Consequences of vitamin C deficiency
The most frequent symptoms of vitamin C deficiency are:
– Usual infections
– Bleeding of the gums
– Difficulty in healing wounds, nose bleeding
– Dry skin, dry hair, bruising, teeth decay
– Pain in the joints,
Healing properties of vitamin C
– Antioxidant: Vitamin C is especially Known because of its antioxidant properties. Most of its applications derive from this property. (More information about Antioxidant properties of vitamin C in the listing above)
– Eyes diseases: Ingestion of this vitamin helps prevent the onset of eye diseases, especially those of degenerative nature, such as loss of vision, retina detachment, cataracts, macular degeneration or glaucoma.
– Diabetes: This vitamin helps sufferers of Type II diabetes to reduce the impact that this disease causes in the body. (Poor vision, infections, healing problems, etc.) A dose of 500 or 1000 mg daily may help minimize these consequences, but it is necessary for a medical consent for the ingestion of these supplements for their potential influence on the levels of blood sugar.

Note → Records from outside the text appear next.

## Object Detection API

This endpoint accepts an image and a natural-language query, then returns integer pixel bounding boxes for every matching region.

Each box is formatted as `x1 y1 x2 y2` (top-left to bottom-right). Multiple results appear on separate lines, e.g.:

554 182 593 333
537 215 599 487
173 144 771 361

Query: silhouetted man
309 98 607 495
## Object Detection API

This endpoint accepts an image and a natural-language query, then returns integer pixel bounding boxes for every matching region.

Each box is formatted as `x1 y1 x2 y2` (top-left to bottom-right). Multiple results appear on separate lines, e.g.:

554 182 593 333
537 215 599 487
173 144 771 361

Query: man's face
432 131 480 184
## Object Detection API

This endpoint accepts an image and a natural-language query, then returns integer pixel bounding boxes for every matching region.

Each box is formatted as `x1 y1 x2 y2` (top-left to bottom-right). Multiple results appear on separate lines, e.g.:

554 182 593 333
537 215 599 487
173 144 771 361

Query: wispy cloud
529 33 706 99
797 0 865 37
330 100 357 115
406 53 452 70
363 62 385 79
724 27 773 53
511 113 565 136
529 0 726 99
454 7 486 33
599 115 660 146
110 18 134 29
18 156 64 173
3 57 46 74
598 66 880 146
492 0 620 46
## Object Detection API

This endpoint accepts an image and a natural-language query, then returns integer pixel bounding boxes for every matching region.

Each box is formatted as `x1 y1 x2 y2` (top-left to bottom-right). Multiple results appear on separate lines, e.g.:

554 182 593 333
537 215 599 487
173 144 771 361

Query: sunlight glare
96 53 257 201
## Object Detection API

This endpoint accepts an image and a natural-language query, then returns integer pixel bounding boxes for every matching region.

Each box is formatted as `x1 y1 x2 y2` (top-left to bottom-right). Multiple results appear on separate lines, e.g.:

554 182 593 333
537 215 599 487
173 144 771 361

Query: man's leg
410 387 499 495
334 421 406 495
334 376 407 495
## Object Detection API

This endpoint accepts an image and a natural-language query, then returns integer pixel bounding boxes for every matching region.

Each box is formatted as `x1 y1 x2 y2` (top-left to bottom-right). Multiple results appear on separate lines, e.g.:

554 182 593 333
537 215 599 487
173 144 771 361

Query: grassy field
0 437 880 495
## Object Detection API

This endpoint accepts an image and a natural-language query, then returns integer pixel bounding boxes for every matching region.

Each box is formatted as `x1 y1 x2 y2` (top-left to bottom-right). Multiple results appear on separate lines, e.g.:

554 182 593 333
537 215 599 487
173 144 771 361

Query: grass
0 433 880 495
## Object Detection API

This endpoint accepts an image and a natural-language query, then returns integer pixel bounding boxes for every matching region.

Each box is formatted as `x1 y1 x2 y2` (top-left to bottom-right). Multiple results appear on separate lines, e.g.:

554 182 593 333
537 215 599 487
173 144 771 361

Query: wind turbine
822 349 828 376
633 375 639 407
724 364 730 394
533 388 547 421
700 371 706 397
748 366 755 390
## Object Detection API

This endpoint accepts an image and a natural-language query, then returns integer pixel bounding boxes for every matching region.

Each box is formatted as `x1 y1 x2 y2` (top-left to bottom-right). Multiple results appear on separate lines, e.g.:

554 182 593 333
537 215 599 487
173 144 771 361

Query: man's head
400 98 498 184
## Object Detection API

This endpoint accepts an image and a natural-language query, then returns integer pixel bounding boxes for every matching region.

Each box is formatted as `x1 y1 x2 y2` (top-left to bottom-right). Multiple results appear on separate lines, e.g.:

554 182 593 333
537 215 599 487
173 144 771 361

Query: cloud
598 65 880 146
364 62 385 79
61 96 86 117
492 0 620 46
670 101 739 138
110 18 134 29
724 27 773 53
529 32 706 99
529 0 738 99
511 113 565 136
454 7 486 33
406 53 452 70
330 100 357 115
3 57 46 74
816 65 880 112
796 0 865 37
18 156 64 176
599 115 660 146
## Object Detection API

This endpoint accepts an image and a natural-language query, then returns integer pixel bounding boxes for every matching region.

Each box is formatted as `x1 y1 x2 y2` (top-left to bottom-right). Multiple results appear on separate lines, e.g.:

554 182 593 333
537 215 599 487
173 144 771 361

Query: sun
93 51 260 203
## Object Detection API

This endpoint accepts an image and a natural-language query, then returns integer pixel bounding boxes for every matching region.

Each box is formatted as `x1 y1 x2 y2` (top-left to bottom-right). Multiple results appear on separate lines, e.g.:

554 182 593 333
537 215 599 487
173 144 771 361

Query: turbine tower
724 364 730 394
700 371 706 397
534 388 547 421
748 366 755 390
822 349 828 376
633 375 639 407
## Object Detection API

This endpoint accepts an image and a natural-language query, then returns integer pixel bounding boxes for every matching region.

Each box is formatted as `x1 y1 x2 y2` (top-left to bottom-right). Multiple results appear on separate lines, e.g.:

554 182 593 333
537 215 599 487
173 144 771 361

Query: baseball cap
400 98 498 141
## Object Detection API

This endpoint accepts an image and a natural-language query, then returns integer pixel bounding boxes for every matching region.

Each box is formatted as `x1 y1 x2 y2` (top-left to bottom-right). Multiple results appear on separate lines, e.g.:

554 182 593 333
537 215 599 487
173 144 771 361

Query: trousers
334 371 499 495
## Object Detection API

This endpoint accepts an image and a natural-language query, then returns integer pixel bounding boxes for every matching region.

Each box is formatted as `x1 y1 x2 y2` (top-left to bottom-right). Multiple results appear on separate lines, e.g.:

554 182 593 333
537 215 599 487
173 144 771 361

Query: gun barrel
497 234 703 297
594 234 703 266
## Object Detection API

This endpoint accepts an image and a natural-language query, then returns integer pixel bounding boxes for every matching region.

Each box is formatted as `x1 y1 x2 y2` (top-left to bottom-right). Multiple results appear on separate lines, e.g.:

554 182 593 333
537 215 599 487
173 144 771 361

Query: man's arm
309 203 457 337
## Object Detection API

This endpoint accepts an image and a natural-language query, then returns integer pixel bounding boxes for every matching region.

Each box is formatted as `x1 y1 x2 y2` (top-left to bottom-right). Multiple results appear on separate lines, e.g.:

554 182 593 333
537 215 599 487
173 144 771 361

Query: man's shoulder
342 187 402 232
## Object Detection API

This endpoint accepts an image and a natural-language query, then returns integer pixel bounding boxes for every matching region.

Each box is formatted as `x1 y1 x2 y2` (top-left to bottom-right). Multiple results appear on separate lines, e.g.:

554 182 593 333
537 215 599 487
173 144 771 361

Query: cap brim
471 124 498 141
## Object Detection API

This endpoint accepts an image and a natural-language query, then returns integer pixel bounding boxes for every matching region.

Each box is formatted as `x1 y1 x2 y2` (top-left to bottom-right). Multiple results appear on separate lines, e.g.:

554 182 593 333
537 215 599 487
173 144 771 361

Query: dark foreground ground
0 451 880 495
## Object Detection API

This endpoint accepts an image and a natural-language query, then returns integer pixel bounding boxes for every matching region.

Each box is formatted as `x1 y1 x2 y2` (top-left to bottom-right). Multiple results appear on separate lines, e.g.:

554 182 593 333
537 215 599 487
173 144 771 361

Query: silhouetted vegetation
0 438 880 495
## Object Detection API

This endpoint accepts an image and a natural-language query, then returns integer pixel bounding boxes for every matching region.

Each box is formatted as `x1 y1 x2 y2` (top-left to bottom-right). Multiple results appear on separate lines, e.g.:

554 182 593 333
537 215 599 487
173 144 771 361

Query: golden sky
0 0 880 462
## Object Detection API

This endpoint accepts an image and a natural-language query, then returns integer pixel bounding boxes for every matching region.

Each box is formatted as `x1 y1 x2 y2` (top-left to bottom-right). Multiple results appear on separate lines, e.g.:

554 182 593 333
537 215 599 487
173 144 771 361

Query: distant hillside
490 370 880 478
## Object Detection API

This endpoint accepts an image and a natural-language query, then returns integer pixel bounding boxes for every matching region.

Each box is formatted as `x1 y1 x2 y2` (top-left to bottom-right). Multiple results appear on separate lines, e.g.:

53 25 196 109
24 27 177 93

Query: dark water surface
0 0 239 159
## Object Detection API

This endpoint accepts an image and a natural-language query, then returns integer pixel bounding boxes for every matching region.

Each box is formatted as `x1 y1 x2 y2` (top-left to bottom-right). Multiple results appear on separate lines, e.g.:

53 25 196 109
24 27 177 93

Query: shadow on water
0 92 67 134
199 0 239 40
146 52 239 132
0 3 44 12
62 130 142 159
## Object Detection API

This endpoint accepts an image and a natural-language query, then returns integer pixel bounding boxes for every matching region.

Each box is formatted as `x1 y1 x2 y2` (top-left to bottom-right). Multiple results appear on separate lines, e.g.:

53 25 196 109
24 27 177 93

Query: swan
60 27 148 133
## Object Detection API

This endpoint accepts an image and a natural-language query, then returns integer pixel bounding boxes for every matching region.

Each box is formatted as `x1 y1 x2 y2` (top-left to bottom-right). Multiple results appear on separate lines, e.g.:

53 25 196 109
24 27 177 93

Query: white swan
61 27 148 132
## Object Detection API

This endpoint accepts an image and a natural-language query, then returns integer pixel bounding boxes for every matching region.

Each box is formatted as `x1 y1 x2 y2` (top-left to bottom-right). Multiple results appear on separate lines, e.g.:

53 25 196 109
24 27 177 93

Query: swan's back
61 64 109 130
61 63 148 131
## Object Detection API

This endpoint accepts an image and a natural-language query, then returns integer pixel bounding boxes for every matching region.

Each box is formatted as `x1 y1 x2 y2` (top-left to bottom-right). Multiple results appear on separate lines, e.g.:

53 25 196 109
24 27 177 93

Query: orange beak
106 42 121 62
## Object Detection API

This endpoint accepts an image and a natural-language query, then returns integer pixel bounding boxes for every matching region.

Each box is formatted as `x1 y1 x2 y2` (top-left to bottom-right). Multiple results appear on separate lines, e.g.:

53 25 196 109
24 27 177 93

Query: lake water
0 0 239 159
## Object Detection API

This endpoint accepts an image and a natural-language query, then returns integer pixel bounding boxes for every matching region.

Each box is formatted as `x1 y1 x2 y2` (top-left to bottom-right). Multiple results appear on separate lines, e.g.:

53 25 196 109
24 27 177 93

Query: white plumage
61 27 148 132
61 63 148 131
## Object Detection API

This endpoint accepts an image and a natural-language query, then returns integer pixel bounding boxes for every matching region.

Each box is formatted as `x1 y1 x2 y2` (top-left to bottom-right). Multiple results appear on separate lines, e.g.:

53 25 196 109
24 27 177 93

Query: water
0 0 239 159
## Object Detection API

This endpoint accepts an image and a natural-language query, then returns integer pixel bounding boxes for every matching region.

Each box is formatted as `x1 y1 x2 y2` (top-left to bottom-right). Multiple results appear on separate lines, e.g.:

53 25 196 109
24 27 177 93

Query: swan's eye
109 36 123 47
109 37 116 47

– Circulatory system: The intake of this vitamin helps lower blood pressure and prevents the risk of vascular disease. The frequent occurrence of bruising may be due to small capillaries burst. It is unclear whether it reduces cholesterol levels. Some studies show that if can really do it while others suggest it can increase it.
– Respiratory tract: For its antihistamine properties it is adequate to prevent allergies and asthma attacks. The intake of about 1000 or 2000 mg daily of this vitamin prevents the body to produce histamines that cause adverse reactions in allergies such as sneezing, mucus or bronchi inflammation that are responsible for asthmatic attacks.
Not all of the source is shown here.